Sleep Is a Performance Variable
Sleep deprivation has a measurable, significant negative effect on aerobic endurance. A meta-analysis of 16 studies found a moderate-to-large reduction in endurance performance after sleep loss, and this held true for both trained athletes and non-athletes. The impairment was more pronounced during afternoon and evening exercise than morning sessions.
The mechanism is straightforward: poor sleep increases energy expenditure at rest and depletes the glycogen stores in your muscles and liver, leaving you with less fuel available during exercise. Beyond the metabolic effects, sleep loss raises perceived effort, meaning the same pace feels harder. If you’re training consistently but not improving, sleep quality is one of the first things worth examining. Even a single night of total sleep deprivation is enough to measurably reduce endurance capacity.

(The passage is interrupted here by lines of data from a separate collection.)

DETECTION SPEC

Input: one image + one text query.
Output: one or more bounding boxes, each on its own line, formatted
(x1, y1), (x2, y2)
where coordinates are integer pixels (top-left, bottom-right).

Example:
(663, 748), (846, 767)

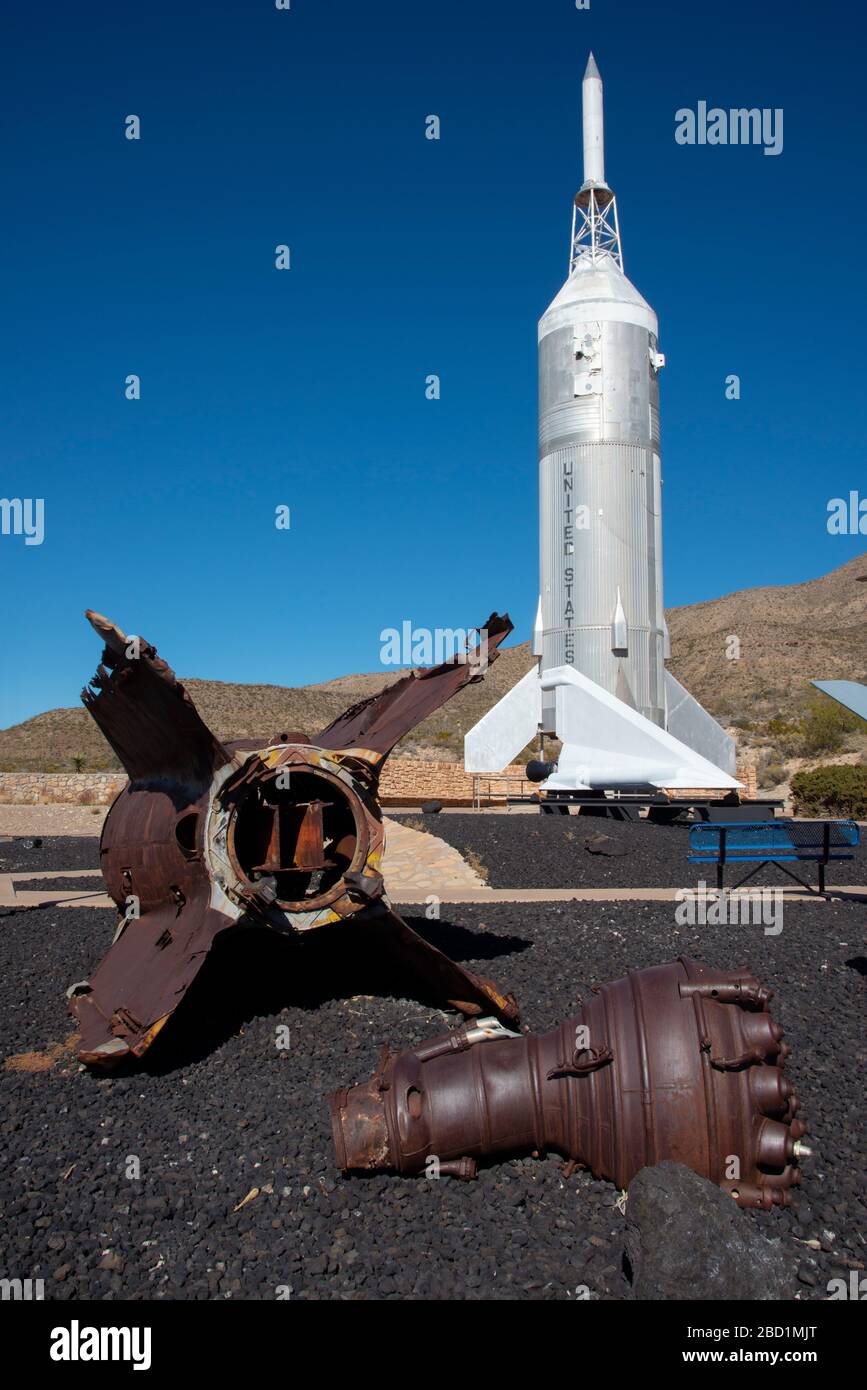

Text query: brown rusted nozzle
(331, 956), (804, 1208)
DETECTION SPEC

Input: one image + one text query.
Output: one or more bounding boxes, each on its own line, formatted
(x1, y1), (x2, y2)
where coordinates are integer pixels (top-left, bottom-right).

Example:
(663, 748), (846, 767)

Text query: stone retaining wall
(0, 758), (757, 806)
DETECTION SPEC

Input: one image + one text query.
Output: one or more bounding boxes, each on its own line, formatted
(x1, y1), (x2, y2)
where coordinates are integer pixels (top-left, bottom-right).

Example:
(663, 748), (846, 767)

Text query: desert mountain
(0, 556), (867, 771)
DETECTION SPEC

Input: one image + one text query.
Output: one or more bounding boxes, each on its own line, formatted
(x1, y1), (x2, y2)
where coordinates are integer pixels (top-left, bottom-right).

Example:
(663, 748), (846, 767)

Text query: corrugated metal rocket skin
(464, 54), (739, 791)
(539, 56), (666, 727)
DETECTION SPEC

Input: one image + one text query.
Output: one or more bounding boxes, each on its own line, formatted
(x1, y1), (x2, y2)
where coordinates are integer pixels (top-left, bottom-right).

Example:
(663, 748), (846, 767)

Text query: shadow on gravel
(128, 917), (532, 1076)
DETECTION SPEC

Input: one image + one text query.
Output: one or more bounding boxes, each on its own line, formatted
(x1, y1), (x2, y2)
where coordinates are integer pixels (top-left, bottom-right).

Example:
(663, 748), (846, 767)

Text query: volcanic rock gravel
(0, 834), (867, 1300)
(408, 813), (867, 888)
(0, 835), (99, 873)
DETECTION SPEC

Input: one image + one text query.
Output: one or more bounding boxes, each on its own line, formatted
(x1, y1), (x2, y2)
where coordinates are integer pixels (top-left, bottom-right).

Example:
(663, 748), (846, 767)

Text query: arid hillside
(0, 556), (867, 771)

Caffeine as an Endurance Aid
Caffeine is one of the most well-supported performance supplements for endurance. Consuming 3 to 6 mg per kilogram of body weight about an hour before exercise improves endurance performance by roughly 2 to 7%. For a 70 kg person, that translates to about 200 to 400 mg, or roughly two to four cups of coffee.

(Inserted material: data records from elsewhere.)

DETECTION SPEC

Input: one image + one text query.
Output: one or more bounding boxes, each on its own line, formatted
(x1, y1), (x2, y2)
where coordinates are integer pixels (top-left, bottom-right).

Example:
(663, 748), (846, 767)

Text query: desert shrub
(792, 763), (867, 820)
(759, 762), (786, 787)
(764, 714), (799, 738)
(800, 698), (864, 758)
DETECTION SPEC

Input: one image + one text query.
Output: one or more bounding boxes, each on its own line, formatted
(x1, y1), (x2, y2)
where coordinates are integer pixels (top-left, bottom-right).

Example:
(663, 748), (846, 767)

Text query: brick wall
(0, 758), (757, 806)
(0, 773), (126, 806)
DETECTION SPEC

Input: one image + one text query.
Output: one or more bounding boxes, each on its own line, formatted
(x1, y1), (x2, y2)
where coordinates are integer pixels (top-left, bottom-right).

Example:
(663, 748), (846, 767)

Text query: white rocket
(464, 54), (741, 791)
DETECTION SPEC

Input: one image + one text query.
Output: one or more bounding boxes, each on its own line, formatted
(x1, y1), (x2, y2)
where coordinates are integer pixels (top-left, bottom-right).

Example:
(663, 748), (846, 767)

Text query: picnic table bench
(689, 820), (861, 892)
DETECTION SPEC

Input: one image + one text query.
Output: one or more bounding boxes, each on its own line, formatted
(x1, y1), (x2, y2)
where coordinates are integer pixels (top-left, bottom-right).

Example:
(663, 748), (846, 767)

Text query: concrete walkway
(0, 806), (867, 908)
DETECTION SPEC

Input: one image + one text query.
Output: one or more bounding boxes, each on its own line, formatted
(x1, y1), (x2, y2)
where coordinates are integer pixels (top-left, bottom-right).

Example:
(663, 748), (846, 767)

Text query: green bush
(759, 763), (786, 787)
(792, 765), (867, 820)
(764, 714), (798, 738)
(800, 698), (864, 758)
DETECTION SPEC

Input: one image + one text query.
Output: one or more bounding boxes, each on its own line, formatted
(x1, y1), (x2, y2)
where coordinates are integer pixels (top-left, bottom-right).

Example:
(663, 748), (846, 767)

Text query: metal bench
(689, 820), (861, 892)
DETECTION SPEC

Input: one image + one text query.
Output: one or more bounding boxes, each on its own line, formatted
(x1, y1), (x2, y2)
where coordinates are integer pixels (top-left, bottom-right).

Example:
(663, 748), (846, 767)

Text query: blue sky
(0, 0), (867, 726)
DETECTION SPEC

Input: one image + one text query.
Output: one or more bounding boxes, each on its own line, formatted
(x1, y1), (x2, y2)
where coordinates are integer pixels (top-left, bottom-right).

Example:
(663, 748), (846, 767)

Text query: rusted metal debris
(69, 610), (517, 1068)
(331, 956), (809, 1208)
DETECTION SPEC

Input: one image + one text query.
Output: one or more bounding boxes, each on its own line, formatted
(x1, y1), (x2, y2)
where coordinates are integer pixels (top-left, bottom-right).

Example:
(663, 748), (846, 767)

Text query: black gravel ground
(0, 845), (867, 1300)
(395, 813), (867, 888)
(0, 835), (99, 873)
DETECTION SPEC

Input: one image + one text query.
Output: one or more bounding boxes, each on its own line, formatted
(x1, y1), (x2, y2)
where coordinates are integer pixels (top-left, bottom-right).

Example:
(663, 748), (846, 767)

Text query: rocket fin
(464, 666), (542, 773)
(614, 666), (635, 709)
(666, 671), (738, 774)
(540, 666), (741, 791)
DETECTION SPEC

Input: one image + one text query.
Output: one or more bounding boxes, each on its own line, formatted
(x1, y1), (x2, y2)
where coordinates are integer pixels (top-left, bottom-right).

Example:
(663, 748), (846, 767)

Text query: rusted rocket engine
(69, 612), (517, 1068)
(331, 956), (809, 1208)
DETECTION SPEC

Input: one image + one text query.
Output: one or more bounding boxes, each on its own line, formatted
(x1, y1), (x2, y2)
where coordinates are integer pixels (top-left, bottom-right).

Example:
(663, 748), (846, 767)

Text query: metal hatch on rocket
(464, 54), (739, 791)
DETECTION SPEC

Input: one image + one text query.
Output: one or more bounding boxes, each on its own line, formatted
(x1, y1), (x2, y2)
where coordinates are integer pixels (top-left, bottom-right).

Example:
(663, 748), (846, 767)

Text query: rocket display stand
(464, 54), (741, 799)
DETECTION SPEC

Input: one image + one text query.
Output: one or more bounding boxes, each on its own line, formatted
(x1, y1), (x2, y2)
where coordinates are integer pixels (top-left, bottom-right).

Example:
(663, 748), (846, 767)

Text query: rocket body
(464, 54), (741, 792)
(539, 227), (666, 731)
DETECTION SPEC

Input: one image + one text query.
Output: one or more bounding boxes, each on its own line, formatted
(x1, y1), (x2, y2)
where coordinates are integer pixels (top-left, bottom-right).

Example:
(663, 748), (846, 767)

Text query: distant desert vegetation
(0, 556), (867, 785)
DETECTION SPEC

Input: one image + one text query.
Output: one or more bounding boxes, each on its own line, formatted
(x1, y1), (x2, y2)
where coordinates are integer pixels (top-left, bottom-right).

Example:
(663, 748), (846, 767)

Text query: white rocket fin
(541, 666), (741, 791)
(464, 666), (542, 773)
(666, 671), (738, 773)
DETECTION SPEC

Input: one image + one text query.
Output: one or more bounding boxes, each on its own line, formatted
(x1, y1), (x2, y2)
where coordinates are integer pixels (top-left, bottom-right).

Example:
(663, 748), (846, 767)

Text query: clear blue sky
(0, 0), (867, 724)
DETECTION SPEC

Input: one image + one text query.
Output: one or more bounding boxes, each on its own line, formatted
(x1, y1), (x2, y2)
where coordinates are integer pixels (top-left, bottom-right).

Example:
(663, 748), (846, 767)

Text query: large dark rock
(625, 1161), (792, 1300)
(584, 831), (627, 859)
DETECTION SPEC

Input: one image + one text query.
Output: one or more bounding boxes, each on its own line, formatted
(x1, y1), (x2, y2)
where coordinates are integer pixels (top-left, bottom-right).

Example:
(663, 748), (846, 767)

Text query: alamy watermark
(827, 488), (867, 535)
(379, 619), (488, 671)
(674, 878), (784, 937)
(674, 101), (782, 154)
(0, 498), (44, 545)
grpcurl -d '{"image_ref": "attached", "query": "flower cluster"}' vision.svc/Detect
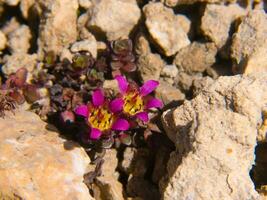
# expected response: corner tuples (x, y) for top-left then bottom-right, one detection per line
(74, 75), (162, 140)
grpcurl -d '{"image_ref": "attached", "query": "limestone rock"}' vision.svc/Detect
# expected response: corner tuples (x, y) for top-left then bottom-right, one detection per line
(174, 42), (217, 73)
(88, 0), (141, 41)
(137, 53), (164, 82)
(38, 0), (78, 57)
(160, 65), (178, 85)
(160, 73), (267, 200)
(70, 38), (97, 58)
(155, 81), (185, 105)
(2, 53), (37, 76)
(231, 10), (267, 74)
(4, 0), (20, 6)
(143, 3), (190, 56)
(0, 110), (93, 200)
(95, 149), (124, 200)
(8, 25), (32, 54)
(0, 31), (7, 51)
(200, 4), (246, 49)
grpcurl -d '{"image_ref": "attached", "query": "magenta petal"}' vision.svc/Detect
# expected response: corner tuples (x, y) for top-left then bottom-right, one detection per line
(115, 75), (129, 93)
(109, 98), (124, 113)
(146, 98), (163, 109)
(112, 119), (130, 131)
(92, 89), (105, 106)
(74, 105), (89, 117)
(140, 80), (159, 96)
(135, 112), (149, 122)
(90, 128), (102, 140)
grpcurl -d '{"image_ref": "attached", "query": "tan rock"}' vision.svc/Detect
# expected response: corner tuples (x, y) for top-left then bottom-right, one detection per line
(137, 53), (165, 82)
(0, 110), (93, 200)
(0, 31), (7, 51)
(88, 0), (141, 41)
(160, 73), (267, 200)
(96, 149), (124, 200)
(231, 10), (267, 74)
(200, 4), (246, 49)
(155, 81), (185, 105)
(38, 0), (78, 58)
(143, 3), (190, 56)
(173, 42), (217, 73)
(8, 25), (32, 54)
(2, 53), (37, 76)
(70, 35), (97, 58)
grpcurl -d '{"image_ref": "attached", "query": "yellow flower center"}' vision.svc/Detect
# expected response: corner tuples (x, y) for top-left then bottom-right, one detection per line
(123, 92), (144, 115)
(88, 106), (114, 131)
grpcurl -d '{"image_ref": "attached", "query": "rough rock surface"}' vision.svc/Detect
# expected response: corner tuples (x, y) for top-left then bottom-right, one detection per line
(0, 110), (93, 200)
(200, 4), (246, 48)
(160, 73), (267, 200)
(88, 0), (141, 41)
(70, 35), (97, 58)
(2, 53), (37, 75)
(8, 25), (32, 54)
(38, 0), (78, 57)
(155, 81), (185, 105)
(137, 53), (164, 82)
(143, 3), (190, 56)
(231, 10), (267, 74)
(174, 42), (217, 73)
(95, 149), (124, 200)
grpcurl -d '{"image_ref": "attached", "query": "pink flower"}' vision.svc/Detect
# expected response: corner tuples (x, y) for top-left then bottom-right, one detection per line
(75, 90), (129, 140)
(115, 76), (163, 122)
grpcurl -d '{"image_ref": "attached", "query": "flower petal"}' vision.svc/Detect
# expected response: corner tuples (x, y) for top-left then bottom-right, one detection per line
(74, 105), (89, 117)
(140, 80), (159, 96)
(112, 118), (130, 131)
(109, 98), (124, 113)
(135, 112), (149, 122)
(115, 75), (129, 93)
(90, 128), (102, 140)
(92, 89), (105, 106)
(146, 98), (163, 109)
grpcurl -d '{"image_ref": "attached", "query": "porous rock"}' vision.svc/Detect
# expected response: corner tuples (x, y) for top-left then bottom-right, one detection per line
(38, 0), (78, 58)
(231, 10), (267, 74)
(2, 53), (37, 76)
(174, 42), (217, 73)
(0, 110), (93, 200)
(143, 2), (190, 56)
(200, 4), (246, 49)
(8, 25), (32, 54)
(88, 0), (141, 41)
(137, 53), (164, 82)
(160, 73), (267, 200)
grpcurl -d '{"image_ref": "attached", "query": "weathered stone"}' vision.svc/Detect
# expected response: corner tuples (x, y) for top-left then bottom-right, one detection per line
(200, 4), (246, 49)
(231, 10), (267, 74)
(0, 110), (93, 200)
(2, 53), (37, 76)
(0, 31), (7, 51)
(160, 65), (178, 85)
(174, 42), (217, 73)
(160, 73), (267, 200)
(8, 25), (32, 54)
(155, 81), (185, 105)
(175, 72), (203, 91)
(38, 0), (78, 57)
(143, 3), (190, 56)
(96, 149), (124, 200)
(137, 53), (164, 82)
(70, 38), (97, 58)
(88, 0), (141, 41)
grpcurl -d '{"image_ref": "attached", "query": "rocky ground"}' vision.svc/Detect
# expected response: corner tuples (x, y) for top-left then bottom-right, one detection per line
(0, 0), (267, 200)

Higher doses (up to 9 mg/kg) have been studied and show benefits for time to exhaustion, but the returns diminish and side effects like jitteriness and GI distress increase. The sweet spot for most people falls in the 3 to 6 mg/kg range. Caffeine works by reducing your perception of effort and delaying the point at which exercise feels unsustainable, making it particularly useful for longer events where pacing discipline matters.

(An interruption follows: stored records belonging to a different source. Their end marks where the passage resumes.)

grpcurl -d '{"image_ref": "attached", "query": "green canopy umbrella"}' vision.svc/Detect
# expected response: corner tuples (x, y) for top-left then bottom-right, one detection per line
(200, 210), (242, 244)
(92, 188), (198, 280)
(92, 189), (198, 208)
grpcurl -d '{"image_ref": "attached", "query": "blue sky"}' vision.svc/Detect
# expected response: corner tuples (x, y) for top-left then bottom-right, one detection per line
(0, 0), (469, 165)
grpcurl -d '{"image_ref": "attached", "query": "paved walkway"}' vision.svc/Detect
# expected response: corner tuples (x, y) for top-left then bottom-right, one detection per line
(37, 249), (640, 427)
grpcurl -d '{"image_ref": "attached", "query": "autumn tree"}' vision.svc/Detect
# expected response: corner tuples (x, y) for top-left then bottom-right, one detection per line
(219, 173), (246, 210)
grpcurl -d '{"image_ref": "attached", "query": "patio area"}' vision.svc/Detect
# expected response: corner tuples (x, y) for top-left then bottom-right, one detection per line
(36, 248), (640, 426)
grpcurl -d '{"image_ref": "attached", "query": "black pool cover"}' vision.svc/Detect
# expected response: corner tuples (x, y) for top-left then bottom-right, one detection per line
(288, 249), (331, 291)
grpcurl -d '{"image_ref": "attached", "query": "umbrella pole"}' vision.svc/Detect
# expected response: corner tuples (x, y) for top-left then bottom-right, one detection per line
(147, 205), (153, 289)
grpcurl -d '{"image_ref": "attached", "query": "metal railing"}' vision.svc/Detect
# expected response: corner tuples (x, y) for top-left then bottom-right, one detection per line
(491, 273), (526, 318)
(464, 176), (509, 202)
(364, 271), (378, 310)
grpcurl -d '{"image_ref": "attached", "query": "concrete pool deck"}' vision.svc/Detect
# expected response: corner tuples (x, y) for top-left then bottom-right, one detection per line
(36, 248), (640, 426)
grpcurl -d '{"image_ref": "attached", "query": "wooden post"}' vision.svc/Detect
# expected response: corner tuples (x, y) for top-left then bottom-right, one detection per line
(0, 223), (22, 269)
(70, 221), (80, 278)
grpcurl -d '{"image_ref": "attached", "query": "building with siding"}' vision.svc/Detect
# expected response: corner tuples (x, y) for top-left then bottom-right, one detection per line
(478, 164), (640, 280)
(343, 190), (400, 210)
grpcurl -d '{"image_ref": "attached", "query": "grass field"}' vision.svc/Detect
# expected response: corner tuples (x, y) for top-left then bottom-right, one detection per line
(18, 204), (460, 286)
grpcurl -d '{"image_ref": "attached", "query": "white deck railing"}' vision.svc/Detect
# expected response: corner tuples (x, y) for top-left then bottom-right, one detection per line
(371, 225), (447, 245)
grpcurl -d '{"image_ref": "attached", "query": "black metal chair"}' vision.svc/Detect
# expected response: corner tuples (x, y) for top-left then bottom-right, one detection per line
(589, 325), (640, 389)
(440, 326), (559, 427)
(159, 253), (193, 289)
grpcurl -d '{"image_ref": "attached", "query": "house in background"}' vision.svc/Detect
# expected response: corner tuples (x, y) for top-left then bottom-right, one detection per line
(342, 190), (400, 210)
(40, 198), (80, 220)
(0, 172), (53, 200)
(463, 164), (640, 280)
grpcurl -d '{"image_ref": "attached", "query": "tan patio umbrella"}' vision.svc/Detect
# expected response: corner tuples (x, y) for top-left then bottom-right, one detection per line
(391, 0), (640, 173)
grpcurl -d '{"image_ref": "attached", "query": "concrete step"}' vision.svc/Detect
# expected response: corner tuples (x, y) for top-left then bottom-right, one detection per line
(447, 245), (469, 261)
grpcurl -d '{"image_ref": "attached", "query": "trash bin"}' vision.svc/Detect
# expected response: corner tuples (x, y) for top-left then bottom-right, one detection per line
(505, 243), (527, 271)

Beetroot Juice and Oxygen Efficiency
Beetroot juice contains high levels of dietary nitrate, which your body converts into nitric oxide. Supplementation has been shown to reduce the oxygen cost of submaximal exercise by about 3%. In practical terms, your body does the same work while consuming less oxygen, which means you have a slightly larger reserve before hitting your ceiling.
The mechanism appears to involve improvements in how efficiently your muscles contract, specifically how they handle calcium cycling during the contraction-relaxation process, rather than changes in mitochondrial function. The benefit is most relevant for recreational and moderately trained athletes. Elite athletes, who already have highly optimized physiology, tend to see smaller effects. Typical study protocols use concentrated beetroot juice (providing around 300 to 500 mg of nitrate) consumed two to three hours before exercise.
Your Brain Sets the Pace
Endurance isn’t purely physical. Mental fatigue from prolonged cognitive work increases how hard exercise feels, even when your heart rate, breathing, and muscle function remain unchanged. The brain region involved in effort perception (the anterior cingulate cortex) is the same one taxed by demanding mental tasks. When it’s already fatigued from hours of concentration, the same physical effort registers as more difficult.
This is why athletes who race after a stressful workday or hours of travel often feel sluggish despite being physically rested. The fatigue is real, but it’s perceptual rather than muscular. Strategies that reduce cognitive load before competition, like simplifying your pre-race routine, limiting screen time, and arriving with minimal logistical stress, can preserve your ability to push harder when it counts. During exercise itself, techniques like breaking a long effort into smaller mental segments, using music, or focusing on external cues rather than internal sensations can help manage perceived effort and sustain a higher pace.